FSA review into sponsored links
Sponsored links are text-based advertisements that often appear as a result of a keyword search either on a search engine or associated site.
Increasingly we see firms using sponsored links to promote their products and services. Depending on their content, a sponsored link may also be a financial promotion – that is, when they induce consumers to take out a regulated product or use a firm's services.
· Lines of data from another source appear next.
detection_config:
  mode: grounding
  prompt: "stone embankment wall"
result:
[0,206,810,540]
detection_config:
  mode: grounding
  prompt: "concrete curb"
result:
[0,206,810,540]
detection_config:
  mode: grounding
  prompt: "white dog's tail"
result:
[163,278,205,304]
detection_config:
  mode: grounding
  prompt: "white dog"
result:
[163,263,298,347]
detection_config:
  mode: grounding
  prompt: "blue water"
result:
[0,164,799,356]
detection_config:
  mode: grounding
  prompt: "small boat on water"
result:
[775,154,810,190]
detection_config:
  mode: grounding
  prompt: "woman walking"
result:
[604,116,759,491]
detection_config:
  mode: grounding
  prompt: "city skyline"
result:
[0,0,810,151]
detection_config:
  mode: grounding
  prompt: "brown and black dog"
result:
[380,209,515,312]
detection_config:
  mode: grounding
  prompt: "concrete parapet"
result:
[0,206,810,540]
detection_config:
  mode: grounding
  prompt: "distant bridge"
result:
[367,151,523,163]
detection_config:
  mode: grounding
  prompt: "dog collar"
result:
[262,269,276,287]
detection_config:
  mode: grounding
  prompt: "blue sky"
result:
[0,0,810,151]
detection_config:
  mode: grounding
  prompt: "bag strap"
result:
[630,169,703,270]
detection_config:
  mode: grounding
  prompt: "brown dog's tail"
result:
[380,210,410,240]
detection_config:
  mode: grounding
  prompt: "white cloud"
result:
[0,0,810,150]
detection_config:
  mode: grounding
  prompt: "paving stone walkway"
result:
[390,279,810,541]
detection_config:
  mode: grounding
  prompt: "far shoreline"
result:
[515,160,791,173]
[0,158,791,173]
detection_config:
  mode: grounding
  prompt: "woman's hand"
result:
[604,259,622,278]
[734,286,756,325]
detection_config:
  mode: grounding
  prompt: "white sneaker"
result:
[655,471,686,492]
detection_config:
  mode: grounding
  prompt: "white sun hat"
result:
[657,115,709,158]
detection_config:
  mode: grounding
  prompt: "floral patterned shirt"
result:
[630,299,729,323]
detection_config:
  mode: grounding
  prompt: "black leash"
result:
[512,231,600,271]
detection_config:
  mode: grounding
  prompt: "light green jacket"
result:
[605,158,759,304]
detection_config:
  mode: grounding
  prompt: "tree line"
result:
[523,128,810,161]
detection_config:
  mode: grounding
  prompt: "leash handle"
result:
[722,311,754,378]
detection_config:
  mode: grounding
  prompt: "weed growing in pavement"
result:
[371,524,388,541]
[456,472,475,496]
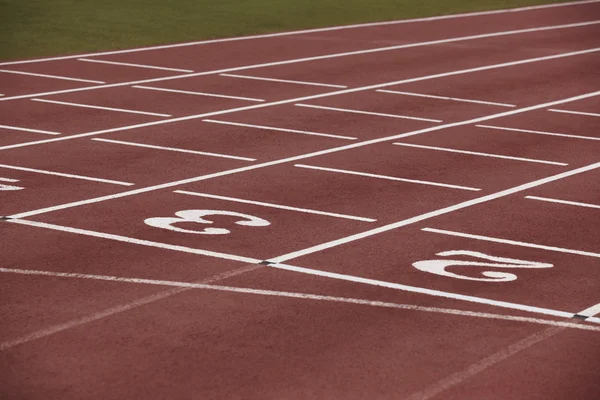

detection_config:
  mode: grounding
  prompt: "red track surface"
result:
[0,2,600,400]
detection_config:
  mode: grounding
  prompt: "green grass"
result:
[0,0,576,60]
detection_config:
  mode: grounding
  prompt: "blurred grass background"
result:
[0,0,565,60]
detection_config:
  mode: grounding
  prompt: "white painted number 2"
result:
[413,250,553,282]
[144,210,271,235]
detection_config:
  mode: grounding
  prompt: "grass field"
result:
[0,0,572,60]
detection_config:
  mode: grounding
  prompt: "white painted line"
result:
[294,164,481,192]
[0,267,600,334]
[31,99,171,117]
[0,0,600,66]
[422,228,600,258]
[296,104,442,123]
[0,125,60,135]
[133,85,265,103]
[0,164,133,186]
[393,143,569,166]
[219,74,348,89]
[577,303,600,317]
[525,196,600,209]
[377,89,516,107]
[475,125,600,140]
[202,119,356,140]
[548,108,600,117]
[0,69,106,84]
[92,138,256,161]
[270,162,600,263]
[174,190,377,222]
[6,219,261,264]
[77,58,194,72]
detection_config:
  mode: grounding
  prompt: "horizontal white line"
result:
[77,58,194,72]
[422,228,600,258]
[133,85,265,102]
[475,125,600,140]
[202,119,356,140]
[0,164,133,186]
[0,125,60,135]
[6,219,262,264]
[296,104,442,122]
[92,138,256,161]
[377,89,516,107]
[294,164,481,191]
[0,69,106,84]
[31,99,171,117]
[174,190,377,222]
[548,108,600,117]
[219,74,348,89]
[525,196,600,208]
[393,143,569,166]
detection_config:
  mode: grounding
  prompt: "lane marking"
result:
[202,119,357,140]
[377,89,516,107]
[0,164,133,186]
[77,58,194,72]
[475,124,600,140]
[91,138,256,161]
[295,104,442,123]
[0,125,60,135]
[294,164,481,191]
[270,162,600,262]
[174,190,377,222]
[6,219,261,264]
[0,23,600,101]
[8,86,600,219]
[132,85,265,103]
[219,74,348,89]
[421,228,600,258]
[0,0,600,66]
[0,68,106,84]
[392,143,569,166]
[31,99,171,117]
[548,108,600,117]
[525,196,600,209]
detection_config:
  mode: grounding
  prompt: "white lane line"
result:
[92,138,256,161]
[294,164,481,192]
[6,219,262,264]
[270,162,600,263]
[133,85,265,103]
[31,99,171,117]
[0,22,600,103]
[0,164,133,186]
[77,58,194,72]
[295,104,442,123]
[393,143,569,166]
[475,125,600,140]
[0,266,600,336]
[0,0,600,66]
[548,108,600,117]
[219,74,348,89]
[0,69,106,84]
[202,119,357,140]
[377,89,516,107]
[0,125,60,135]
[525,196,600,209]
[174,190,377,222]
[422,228,600,258]
[268,263,596,318]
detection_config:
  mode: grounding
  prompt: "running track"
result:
[0,1,600,400]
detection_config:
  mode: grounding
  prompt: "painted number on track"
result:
[413,250,553,282]
[144,210,271,235]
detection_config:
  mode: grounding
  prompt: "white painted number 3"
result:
[144,210,271,235]
[413,250,553,282]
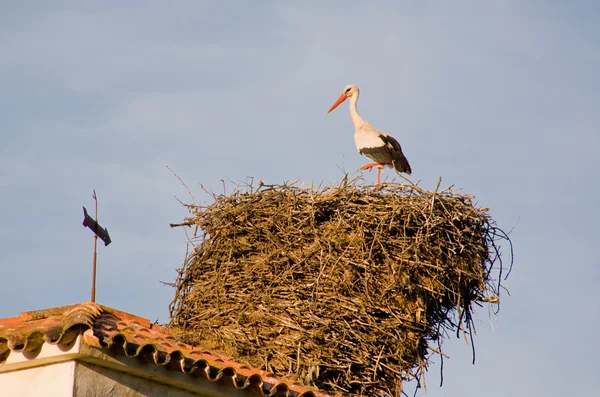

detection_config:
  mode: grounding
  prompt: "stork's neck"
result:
[350,92,366,129]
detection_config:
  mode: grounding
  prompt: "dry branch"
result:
[170,178,505,396]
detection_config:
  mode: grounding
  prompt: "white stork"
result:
[327,84,411,184]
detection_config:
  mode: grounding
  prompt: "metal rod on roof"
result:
[83,189,111,302]
[92,189,98,302]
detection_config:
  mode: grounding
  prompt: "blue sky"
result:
[0,0,600,396]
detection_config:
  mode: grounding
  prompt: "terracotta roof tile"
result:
[0,302,336,397]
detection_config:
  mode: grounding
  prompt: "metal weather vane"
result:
[83,189,111,302]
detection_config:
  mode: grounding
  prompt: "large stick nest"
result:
[170,179,506,396]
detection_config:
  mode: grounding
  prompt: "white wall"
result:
[0,361,75,397]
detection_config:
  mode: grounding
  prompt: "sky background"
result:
[0,0,600,397]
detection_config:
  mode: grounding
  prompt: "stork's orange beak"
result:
[327,94,348,113]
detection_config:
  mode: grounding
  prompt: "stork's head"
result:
[327,84,358,113]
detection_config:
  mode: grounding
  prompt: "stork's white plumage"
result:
[327,84,412,184]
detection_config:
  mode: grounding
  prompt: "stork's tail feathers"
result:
[392,152,412,175]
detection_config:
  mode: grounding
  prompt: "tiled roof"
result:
[0,302,328,397]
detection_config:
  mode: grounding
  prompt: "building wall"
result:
[0,361,75,397]
[73,362,204,397]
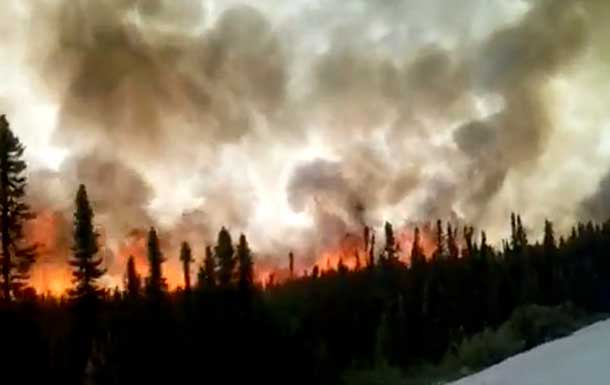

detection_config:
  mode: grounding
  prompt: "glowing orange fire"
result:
[26,210,436,296]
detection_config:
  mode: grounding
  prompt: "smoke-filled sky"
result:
[0,0,610,288]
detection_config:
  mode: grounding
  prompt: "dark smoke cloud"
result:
[0,0,610,284]
[32,0,286,160]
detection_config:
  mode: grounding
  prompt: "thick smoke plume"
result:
[0,0,610,287]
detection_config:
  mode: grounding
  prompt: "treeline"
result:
[0,118,610,384]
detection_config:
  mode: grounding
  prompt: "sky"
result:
[0,0,610,290]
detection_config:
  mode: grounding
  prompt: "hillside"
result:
[452,320,610,385]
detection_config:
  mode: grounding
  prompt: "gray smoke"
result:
[0,0,610,288]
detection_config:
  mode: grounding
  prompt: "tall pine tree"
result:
[146,227,167,301]
[0,115,36,301]
[197,246,216,289]
[125,255,142,298]
[70,184,105,303]
[214,227,236,287]
[237,234,254,290]
[180,242,193,292]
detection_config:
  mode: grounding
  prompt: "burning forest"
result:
[0,0,610,385]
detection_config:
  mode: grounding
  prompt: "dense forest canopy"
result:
[0,0,610,293]
[0,0,610,385]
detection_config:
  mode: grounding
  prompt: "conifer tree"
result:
[197,246,216,289]
[70,185,105,303]
[447,222,460,260]
[434,219,445,259]
[146,227,167,301]
[0,115,36,301]
[237,234,254,290]
[180,242,193,292]
[411,227,426,266]
[384,222,398,264]
[214,227,236,287]
[369,233,375,268]
[543,220,557,254]
[125,255,142,298]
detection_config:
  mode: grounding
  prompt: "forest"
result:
[0,116,610,384]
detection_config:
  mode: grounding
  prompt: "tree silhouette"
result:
[197,246,216,289]
[411,227,426,266]
[0,115,36,301]
[180,242,193,292]
[214,227,236,287]
[125,255,142,298]
[288,251,294,279]
[70,184,105,302]
[384,222,398,264]
[146,227,167,301]
[237,234,254,290]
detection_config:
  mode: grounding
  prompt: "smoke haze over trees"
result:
[0,0,610,283]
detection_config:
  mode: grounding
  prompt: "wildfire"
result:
[26,210,436,296]
[25,210,72,296]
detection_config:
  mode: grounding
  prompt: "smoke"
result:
[0,0,610,288]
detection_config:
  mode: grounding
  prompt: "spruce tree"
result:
[214,227,236,287]
[70,184,106,303]
[384,222,398,264]
[543,220,557,254]
[125,255,142,298]
[180,242,193,292]
[146,227,167,301]
[369,233,375,269]
[411,227,426,266]
[434,219,445,259]
[0,115,36,301]
[447,222,460,260]
[288,251,294,279]
[197,246,216,289]
[237,234,254,290]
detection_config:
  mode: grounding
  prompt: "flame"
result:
[25,210,72,296]
[25,210,444,296]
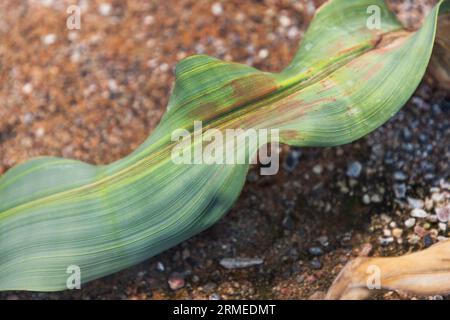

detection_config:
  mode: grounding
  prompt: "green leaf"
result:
[0,0,449,291]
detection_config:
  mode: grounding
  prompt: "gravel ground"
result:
[0,0,450,299]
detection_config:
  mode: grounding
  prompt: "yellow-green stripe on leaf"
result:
[0,0,450,291]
Authorised firms must ensure all their communications, including sponsored links, are fair, clear and not misleading.1
Our findings
Our review of over 200 sponsored links identified a number of areas where firms fall short of the required standards, for example:
- low interest rates which were either unavailable at all or which were subject to extremely onerous conditions which were not disclosed;
- links returned from an impaired credit search lacked any APR information;
- instances where mortgage advice or independent advice was advertised as being free when either this was not the case or it was unclear whether it was.
There were also some examples of general insurance price savings claims not having a substantiation of the percentage of individuals receiving that claim. Of the 47 sponsored links reviewed during October and November 2007, 23% were deficient in this regard.
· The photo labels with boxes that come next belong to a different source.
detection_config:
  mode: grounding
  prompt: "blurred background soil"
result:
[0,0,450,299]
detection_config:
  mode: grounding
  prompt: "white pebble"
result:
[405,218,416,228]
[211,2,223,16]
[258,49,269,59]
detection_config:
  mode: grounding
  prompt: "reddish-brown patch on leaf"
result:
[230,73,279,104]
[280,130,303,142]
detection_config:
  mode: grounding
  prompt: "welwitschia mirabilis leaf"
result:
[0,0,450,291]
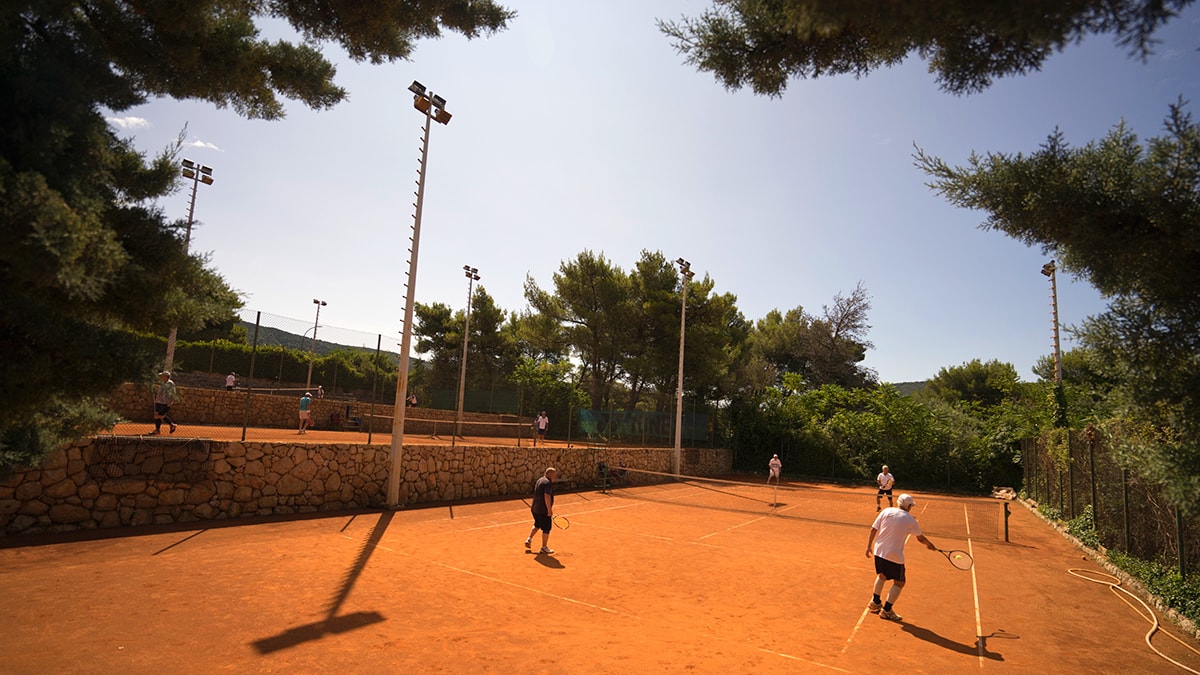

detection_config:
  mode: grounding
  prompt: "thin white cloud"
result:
[184,139,224,153]
[104,117,151,131]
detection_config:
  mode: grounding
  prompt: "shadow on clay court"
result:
[252,510,392,655]
[526,551,566,569]
[900,623,1004,661]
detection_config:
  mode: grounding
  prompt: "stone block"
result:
[4,515,37,534]
[158,488,187,506]
[46,480,79,500]
[12,483,42,502]
[41,450,67,476]
[138,455,166,476]
[49,504,91,522]
[100,478,146,495]
[275,473,308,495]
[184,483,217,504]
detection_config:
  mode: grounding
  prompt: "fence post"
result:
[1067,430,1075,520]
[241,311,263,443]
[1085,428,1100,516]
[1175,507,1188,581]
[1121,467,1129,552]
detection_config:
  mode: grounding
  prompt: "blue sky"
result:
[113,0,1200,382]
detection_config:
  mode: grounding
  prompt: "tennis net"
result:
[601,466,1008,540]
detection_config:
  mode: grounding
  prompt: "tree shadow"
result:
[900,623,1004,661]
[251,510,392,655]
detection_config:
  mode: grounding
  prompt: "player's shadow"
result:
[252,510,392,653]
[526,551,566,569]
[900,623,1004,661]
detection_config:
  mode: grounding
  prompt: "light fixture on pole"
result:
[304,298,329,389]
[1042,261,1067,426]
[162,160,212,370]
[450,265,479,446]
[388,79,450,508]
[674,258,696,476]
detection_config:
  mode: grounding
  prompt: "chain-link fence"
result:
[1021,428,1200,572]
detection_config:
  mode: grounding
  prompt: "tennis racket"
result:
[937,549,974,569]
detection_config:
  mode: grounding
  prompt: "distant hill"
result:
[241,321,398,360]
[888,380,929,396]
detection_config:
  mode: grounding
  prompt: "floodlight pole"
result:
[304,298,326,390]
[1042,261,1067,428]
[162,160,212,370]
[388,80,450,508]
[450,265,479,447]
[674,258,695,476]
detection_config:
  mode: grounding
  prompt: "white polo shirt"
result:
[871,507,922,565]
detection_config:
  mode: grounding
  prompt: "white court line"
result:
[841,608,870,653]
[342,534,640,619]
[697,515,767,542]
[458,503,641,532]
[962,504,983,669]
[348,503,862,673]
[758,647,850,673]
[698,504,800,542]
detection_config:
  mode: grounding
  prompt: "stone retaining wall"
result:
[0,437,732,536]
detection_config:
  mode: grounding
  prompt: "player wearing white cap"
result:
[866,494,937,621]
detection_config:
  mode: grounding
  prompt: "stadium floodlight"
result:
[1042,261,1067,426]
[304,298,329,392]
[674,258,696,476]
[162,160,212,370]
[386,79,450,508]
[450,265,479,447]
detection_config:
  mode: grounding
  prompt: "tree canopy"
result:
[0,0,514,464]
[659,0,1193,96]
[916,101,1200,507]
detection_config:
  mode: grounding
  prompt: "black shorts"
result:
[875,556,906,584]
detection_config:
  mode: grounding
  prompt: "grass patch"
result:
[1108,551,1200,625]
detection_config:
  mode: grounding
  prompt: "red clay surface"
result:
[0,475,1200,674]
[105,422,568,447]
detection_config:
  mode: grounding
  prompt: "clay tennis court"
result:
[0,475,1200,674]
[103,422,571,447]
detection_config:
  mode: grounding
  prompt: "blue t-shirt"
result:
[530,476,554,515]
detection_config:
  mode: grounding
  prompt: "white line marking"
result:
[700,515,767,542]
[841,608,870,653]
[342,534,619,619]
[458,502,641,532]
[962,504,983,670]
As demonstrated in the example below, the two fictional examples would, in our view, create an expectation in customers' minds that they could receive the amount of savings quoted without substantiating the percentage of people actually receiving them.

There are also instances where the sponsored link returned by a search engine may be compliant on its own but could be misleading by omission when taken in the context of the particular search term used. Firms should pay particular attention to the search terms they purchase or instruct media agencies to purchase from search engine providers. They need to assess whether purchasing a term has a potential to create misleading expectations. Firms should also consider negatively excluding terms in the search terms purchased in order to ensure that their sponsored links do not mislead consumers.
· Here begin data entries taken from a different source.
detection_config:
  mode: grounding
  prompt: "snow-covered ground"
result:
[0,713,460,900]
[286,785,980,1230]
Our initial research into those sponsored links returned from searches on a range of financial products and services identified links to websites that did not accurately reflect the expectations created by the search term used. For instance:
- 'independent financial advisors' included those for firms that were not independent - carrying the risk that consumers may be misled into dealing with firms that are not independent;
- 'guaranteed returns' included those for firms whose investment products were linked to the performance of stocks and shares where returns could not in fact be guaranteed;
- those relating to 'free advice' included links to firms whose advice was not free.
Next steps
We have contacted a number of firms and told them they should avoid creating misleading expectations in the use of search terms for their sponsored links. Some of the firms which we came across as a result of our searches are regulated by the OFT and Local Authority Trading Standards Services under the Consumer Credit (Advertisements) Regulations 2004 rather than by the FSA. The OFT's approach on the issue is similar to our own. We are therefore collaborating with the OFT to produce a guide for firms which pay to advertise via sponsored links.
We will continue to pick this up as part of our supervision of financial promotions and we will take appropriate action if we pick up failings in this area.
1 Firms need to be aware that an organic link on a search engine may also be a financial promotion if the firm controls the content and that the findings of this review may also be applicable.